With its indelible imprint on everyone from the romantically clingy, averse, and starved, the next best thing is to revisit the story of Gavreel (Kokoy De Santos) and Cairo (Elijah Canlas) in Gameboys (written by Ash Malanum, directed by Ivan Andrew Payawal), much like the rematch that sparked everything in the first place. And whether one watches it again or stumbles upon it on YouTube or Netflix, the experience is just as magical, bringing you everything from the thrill of a first love to the throes of trust and timing, and in the queer context at that. It comes to no surprise that it has been a commercial hit, compelling an encouraging follow through of Filipino queer stories, but also a critical one.
Following its nominations at the World International Film Festival and International Kids Emmy Awards, as well as of a Best Web Series nod at the Indie Shorts Awards, the rest of the internet is showing all the love for Gameboys as one of ten highest rated foreign series on Netflix as rated by the users of entertainment compendium, IMDb.
The Best Of Gameboys
With an overwhelming amount of amusement available on the popular streaming platform, it can prove difficult to cut through the noise. So, when one emerges on the trending list it is nothing short of impressive, more so when the world wide web declares it as one of the best.
The distinctly Filipino show filmed remotely in isolation joins the likes of foreign standouts such as Grenseland (Norway), Borgen (Denmark), Tabula Rasa (Belgium), Okkupert (Norway), Dark (Germany), O Mecanismo (Portugal), Alhambeura Goongjeonui Chooeok (Korea), Babylon Berlin (Germany), and Squid Game (Korea), proving that, as Collider says, “great shows lie beyond the Anglosphere.” With its average user rating of 8.7/10 on IMDb, there’s more than enough reason to not only check out Gameboys, but as Netflix encourages to keep on watching.
“Brilliant,” “phenomenal,” and “iconic,” as the cross-section of users who have taken the time to leave detailed and heartfelt reviews of Gameboys express on IMDb, it isn’t hard to see why there is a lot of love for the Filipino show. In fact, most of the episodes of the acclaimed first season tip the scale of mathematically remarkable range of nine over the perfect ten. Meanwhile, poring through the rest of the comments give more credence to the beauty of the series, especially with its delicate and dedicated essaying of a LGBTQIA+ love story. For many, this pushed the boundaries for representation amid the conservative tradition in the Philippines, making a strong case to bring the queer experience beyond just the margins of humor and token diversity. Here, the romance and coming-of-age between two young men was the exhale the community needed, and at a most crucial time no less.

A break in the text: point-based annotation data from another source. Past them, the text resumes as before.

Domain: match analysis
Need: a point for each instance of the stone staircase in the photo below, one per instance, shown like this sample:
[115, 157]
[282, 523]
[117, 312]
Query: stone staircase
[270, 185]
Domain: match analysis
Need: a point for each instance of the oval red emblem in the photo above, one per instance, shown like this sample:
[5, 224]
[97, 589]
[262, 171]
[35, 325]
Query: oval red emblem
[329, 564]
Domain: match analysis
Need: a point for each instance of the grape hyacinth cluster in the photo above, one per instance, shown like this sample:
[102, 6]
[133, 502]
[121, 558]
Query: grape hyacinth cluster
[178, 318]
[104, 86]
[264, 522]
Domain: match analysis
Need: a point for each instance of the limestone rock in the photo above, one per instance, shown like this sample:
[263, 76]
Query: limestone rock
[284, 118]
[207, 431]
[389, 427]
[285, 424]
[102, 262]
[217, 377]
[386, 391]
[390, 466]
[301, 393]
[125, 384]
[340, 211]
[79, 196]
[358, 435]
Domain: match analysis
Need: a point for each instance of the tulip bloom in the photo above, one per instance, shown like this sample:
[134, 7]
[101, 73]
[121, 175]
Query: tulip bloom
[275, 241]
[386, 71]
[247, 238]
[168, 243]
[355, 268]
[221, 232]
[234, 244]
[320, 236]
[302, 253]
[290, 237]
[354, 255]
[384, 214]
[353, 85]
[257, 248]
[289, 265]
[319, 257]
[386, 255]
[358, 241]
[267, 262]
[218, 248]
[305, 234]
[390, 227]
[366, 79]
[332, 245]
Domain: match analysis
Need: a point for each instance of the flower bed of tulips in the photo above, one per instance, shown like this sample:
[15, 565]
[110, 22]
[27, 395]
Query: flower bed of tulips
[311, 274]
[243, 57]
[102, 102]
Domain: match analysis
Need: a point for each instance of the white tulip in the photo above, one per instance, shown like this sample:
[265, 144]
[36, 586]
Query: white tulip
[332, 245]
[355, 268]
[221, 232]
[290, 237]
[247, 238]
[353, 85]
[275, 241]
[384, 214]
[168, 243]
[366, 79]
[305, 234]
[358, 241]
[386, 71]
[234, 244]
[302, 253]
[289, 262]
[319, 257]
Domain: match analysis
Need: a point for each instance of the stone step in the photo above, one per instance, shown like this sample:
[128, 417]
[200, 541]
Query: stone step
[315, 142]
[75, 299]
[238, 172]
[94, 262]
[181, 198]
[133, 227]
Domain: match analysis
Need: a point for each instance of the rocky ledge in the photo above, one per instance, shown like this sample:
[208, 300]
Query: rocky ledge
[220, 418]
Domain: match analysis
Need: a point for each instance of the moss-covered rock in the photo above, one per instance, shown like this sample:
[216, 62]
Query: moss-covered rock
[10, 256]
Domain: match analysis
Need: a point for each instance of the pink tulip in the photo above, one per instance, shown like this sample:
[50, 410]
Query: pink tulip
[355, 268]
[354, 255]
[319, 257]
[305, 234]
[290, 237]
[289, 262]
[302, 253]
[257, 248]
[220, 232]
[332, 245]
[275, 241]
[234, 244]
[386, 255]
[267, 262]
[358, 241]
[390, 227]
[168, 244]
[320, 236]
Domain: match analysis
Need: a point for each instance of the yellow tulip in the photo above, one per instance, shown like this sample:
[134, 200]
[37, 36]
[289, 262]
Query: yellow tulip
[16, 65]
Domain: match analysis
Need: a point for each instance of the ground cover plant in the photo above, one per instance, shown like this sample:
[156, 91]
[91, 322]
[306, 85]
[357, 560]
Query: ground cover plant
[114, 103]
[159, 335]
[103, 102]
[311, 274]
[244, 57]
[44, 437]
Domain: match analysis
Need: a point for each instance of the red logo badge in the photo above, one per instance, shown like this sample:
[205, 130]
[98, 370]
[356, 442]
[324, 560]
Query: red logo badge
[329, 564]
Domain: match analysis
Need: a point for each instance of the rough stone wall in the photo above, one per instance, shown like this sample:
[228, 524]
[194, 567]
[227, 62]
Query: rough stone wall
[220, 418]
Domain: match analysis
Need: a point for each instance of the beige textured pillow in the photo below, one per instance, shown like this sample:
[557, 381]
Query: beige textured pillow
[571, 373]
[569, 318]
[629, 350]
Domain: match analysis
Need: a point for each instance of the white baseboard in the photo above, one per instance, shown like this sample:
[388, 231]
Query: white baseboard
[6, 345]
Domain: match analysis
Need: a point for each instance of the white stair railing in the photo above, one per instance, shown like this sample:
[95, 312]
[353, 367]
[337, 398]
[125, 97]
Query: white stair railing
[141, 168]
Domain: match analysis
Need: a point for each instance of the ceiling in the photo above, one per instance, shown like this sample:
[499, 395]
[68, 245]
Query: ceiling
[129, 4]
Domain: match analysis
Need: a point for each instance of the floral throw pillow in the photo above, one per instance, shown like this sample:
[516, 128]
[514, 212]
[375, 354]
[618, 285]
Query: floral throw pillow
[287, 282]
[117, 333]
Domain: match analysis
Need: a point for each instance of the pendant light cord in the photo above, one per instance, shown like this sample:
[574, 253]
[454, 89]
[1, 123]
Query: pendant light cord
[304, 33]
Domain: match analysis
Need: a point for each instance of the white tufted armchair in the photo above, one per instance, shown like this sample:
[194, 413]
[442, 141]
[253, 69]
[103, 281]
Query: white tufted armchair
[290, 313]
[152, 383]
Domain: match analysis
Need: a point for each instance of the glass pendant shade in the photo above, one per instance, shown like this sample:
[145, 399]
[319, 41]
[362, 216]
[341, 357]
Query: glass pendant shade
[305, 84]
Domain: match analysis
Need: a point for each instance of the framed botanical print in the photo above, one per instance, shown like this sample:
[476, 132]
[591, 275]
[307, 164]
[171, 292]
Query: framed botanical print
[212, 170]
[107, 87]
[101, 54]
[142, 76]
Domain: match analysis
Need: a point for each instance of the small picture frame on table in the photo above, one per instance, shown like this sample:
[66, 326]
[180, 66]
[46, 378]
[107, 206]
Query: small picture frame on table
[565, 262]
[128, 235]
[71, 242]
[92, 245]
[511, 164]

With the success of Gameboys, including a movie released and a second season announced, there is a lot of love to go by. From the episodes aired to the rest of the story yet to be told, this is definitely not the last will be seeing of Caimazing and Angel2000. But until then, we can always press play and relive the realities of that one great love in the nth repeat of Gameboys—and there’s no shame in admitting that either.